A recap of this year’s Oscars

Katie Willard, Features Editor

Lights. Camera. Action.

The best of the Hollywood blockbusters were all recognized at the 90th annual Oscars. This is arguably the most important date for movie stars, makers and lovers. A time for those who help make the final piece can be recognized for their hard work and achievements. With all the amazing films produced in 2017, there were many talented people and films in the running for different awards.

Being a well-known icon in the industry, Jimmy Kimmel was chosen to be the host for the second year in a row. Due to the mess up of last year’s Oscars, the foundation of the jokes were made about the Best Picture being wrongly announced, but luckily that was not the case at this year’s award show.

This years Oscars was more about the women. Having more female nominees and even a woman nominated for best director, Greta Gerwig for Lady Bird, actresses and females in the movie industry are finally receiving the limelight they deserve. Frances McDormand, winning best female actress for Three Billboards outside of Ebbing, Missouri, encouraged all the lady nominees to stand with her and celebrate their work in a rousing acceptance speech.

Along with women stood numerous nominees of color. Since it has been argued in years prior that the Oscars have been too white and not extremely diverse, people made a change. John Peele, one of the few black Oscar winners, even won Best Original Screenplay for Get Out; a thriller about a white family trying to hypnotize a black man into being a slave for them.
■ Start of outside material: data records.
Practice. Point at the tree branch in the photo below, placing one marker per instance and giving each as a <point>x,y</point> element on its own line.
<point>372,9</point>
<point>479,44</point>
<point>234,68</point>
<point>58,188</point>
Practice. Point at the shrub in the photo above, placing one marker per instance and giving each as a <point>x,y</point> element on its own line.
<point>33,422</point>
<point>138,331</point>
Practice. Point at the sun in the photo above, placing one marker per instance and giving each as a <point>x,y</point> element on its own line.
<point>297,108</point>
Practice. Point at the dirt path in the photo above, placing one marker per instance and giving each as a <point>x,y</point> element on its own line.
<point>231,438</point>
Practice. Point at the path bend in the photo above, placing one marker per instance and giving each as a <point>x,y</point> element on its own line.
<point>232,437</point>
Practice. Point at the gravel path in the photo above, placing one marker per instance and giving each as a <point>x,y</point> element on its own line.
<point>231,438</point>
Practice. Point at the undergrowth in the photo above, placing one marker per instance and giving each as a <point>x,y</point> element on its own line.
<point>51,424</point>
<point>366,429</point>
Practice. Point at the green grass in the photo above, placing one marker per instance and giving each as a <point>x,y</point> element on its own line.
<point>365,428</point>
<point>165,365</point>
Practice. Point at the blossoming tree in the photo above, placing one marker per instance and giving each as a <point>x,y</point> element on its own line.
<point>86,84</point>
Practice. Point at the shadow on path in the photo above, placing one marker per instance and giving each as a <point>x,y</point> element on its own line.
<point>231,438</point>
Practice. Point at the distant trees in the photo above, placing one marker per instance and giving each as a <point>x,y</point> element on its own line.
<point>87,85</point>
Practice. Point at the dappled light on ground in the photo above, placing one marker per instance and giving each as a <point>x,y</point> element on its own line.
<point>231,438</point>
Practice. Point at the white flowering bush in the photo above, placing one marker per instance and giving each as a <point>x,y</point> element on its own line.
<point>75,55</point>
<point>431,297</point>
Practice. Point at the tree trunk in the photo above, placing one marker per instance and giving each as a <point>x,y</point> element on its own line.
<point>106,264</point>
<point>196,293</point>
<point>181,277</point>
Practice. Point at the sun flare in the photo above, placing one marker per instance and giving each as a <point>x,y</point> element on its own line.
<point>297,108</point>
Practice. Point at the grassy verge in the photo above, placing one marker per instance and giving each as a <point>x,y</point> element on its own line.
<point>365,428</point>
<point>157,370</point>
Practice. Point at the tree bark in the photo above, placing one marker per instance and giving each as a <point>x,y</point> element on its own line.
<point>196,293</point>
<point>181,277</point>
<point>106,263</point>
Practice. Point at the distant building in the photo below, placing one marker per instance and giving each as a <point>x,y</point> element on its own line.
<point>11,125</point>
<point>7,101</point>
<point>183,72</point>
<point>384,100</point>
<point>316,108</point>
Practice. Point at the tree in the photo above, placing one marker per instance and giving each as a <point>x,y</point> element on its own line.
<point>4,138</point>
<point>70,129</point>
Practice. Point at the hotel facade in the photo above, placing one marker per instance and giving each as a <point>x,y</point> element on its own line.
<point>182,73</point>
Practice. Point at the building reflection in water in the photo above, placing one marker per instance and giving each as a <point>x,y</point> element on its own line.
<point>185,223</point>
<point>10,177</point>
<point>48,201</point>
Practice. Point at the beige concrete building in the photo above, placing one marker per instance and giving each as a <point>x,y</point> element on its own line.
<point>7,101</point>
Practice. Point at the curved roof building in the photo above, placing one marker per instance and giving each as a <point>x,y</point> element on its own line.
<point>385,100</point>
The Oscars also featured Lupita Nyong’o and Kumail Nanjiani who stood with Dreamers because they were in their footsteps as well.

“We grew up dreaming of one day working in the movies,” Nyong’o said. Dreams are the foundation, and dreams are the foundation of America.”

The romantic film Call Me By Your Name won an Oscar for best adapted screenplay. Although this was about a romance between two men who differed in age, it was a groundbreaking film. As James Ivory started to speak into the microphone, he points out how this story is a familiar one to many, no matter the sexual orientation.

Winning for best actor was Gary Oldman in The Darkest Hour, a historical film about Winston Churchill dealing with the effects of World War II shortly before becoming Prime Minister of Great Britain.

Although Lady Bird was one of my favorite films nominated for this year, it did not win any of the five awards it was nominated for. Receiving a 99% on Rotten Tomatoes and ravishing reviews from many, it still was not victorious in its nominations.

Winning the Best Picture of the 2018 Oscars was the 13 time nominated film, The Shape of Water, which also won four other categories as well. Among those four was best director, original score and production design. Despite some negative reviews, which all movies recieve, this film came out on top.